El quinto laudo del bloque, en el que el Tribunal del Mercosur revoca la aplicación del Arancel Externo Común (AEC) a las bicicletas, giró sobre la aplicación del arancel extrazona a la importación de rodados al entenderse que no respetaban el contenido Mercosur mínimo para ser productos originarios.

La reclamante opuso que ello era contrario a lo que surgía de los certificados de origen emitidos según la normativa regional. Elaboró por ende una defensa sobre el valor formal de éstos y la desviación del procedimiento establecido para cuestionarlos por parte de la Argentina.

El Tribunal concluyó dando la razón a Uruguay, pues la Argentina no aportó prueba suficiente para desechar el origen fijado en los certificados, los cuales tienen presunción de autenticidad.

No obstante, la empresa oriental afectada debe conservar algunas dudas sobre el origen real de los insumos que componen sus bicicletas. Ya es la segunda vez que los árbitros destacan el defecto en la probanza argentina, a lo que se suman los errores de procedimiento administrativo.

Ello ocurre fundamentalmente porque nuestro país no asegura para su defensa un patrocinio letrado, cuando los demás socios garantizan en sus presentaciones un asesoramiento técnico y específico de ese tipo. Además, los errores administrativos en los que incursionó la Argentina son de entidad: el defecto de solicitar la información pertinente a la autoridad de contralor uruguaya sobre la validez, y la emisión de los certificados de origen.

Si estos dos defectos no se subsanan de inmediato, toda posibilidad de control sobre las screw driving companies se verá frustrado.

Más polémica aún fue la facultad de los árbitros para revocar la medida argentina. Aquí la decisión es cuestionable según el derecho de la integración ya que los Tribunales de Justicia europeo y andino declararon que no tienen poder para anular las normas incompatibles con el orden comunitario.

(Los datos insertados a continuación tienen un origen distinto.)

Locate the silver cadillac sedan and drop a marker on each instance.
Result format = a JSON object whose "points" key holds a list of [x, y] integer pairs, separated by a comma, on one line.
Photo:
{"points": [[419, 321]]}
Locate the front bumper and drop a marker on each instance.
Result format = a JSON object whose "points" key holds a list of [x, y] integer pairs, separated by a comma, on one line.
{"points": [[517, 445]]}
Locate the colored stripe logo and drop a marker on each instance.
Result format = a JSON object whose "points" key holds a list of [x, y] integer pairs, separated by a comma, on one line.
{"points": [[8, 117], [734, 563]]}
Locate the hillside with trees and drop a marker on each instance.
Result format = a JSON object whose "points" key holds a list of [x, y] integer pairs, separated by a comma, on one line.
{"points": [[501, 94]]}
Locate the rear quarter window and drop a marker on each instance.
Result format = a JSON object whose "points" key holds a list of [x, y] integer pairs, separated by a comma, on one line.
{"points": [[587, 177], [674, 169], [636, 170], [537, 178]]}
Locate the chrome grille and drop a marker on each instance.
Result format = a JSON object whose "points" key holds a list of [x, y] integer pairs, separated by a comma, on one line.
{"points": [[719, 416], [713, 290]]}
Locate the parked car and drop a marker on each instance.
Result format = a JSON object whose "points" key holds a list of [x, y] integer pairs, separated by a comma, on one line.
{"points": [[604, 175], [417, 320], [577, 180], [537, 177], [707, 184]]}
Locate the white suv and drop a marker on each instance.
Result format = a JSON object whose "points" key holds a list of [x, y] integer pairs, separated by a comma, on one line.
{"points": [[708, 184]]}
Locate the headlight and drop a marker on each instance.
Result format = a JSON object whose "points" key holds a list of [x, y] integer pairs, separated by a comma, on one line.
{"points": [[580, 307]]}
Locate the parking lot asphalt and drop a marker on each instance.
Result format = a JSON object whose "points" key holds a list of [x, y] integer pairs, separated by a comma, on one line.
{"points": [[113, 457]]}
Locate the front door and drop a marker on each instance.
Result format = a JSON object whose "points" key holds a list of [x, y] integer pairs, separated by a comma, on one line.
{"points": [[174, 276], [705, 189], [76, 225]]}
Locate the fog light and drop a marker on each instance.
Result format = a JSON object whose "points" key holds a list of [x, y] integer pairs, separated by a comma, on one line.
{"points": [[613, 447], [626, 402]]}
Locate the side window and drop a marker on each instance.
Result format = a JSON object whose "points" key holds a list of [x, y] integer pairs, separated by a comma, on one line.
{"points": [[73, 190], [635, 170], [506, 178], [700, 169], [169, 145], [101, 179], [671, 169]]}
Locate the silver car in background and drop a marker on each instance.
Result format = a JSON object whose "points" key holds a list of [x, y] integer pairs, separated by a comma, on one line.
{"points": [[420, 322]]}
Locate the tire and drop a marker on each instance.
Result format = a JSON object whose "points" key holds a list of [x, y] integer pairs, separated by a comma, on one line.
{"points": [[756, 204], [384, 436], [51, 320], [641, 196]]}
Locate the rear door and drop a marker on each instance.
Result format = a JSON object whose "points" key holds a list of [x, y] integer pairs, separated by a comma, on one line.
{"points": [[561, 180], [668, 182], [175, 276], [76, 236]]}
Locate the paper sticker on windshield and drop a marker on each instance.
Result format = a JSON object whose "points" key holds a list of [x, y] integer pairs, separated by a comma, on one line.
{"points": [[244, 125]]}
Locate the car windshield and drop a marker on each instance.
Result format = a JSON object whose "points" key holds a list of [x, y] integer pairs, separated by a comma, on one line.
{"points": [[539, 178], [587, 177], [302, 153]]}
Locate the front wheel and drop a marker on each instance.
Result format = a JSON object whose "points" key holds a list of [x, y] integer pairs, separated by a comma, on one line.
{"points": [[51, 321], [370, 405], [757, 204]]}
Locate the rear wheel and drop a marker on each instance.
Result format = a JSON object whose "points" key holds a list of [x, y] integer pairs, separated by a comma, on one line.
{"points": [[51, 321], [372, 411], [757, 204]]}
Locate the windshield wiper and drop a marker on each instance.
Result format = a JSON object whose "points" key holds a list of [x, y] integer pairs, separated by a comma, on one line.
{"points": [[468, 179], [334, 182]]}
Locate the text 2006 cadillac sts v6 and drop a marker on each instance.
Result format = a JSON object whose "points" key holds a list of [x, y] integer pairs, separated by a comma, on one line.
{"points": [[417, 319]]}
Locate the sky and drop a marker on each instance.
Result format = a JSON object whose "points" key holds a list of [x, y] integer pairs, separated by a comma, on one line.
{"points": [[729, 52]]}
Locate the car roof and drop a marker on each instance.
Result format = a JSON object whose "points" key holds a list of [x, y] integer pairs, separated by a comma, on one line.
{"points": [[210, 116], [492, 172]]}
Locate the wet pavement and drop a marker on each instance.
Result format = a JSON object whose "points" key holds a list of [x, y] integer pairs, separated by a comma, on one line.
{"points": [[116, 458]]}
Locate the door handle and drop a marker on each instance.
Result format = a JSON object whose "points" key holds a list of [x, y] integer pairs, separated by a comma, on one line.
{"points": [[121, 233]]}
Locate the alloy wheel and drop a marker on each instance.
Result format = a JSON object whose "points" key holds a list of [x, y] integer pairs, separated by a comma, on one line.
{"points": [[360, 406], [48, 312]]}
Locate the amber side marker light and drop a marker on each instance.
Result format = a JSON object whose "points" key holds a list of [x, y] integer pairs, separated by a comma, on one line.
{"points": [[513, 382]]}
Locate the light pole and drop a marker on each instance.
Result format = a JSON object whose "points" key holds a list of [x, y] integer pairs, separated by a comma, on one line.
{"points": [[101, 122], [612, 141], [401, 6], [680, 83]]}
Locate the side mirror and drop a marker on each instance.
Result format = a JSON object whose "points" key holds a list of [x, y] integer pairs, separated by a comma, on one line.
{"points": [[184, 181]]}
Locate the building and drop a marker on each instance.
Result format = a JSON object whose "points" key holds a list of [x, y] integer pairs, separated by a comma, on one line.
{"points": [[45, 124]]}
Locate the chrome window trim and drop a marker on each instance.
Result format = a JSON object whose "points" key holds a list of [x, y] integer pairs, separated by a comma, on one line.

El Tribunal fundó su decisión en la primacía y el efecto directo del ordenamiento Mercosur. Un precedente histórico para cimentar los principios a los que aspira el bloque.

Reafirma la libre circulación de mercaderías como principio jurídico y reitera el enfoque teleológico para la interpretación del ordenamiento. Tanto la Argentina como el Tribunal citan jurisprudencia del organismo europeo, doctrina judicial que es la que más se ajusta a los fines del bloque sudamericano.

La facultad de revocar una medida de derecho local provoca un avance contradictorio sobre las premisas del Mercosur y la misma se aplicó lamentablemente sobre un caso poco seguro, porque hubiese sido preferible un cuestionamiento oportuno y eficaz del certificado de origen uruguayo y una defensa amparada en pruebas más eficientes.

La Argentina debe resolver primero cómo dominar jurídicamente el mecanismo de solución de controversias, que fue parte de sus cinco laudos, y corregir la tramitación de los sumarios aduaneros antes de imaginar cómo establecer barreras arancelarias provisionales en el intrazona o en apostar, incluso, a medidas más drásticas.

Los autores son director de la revista Derecho Internacional y del Mercosur, y profesor de Derecho de la Integración de la Universidad Austral, respectivamente.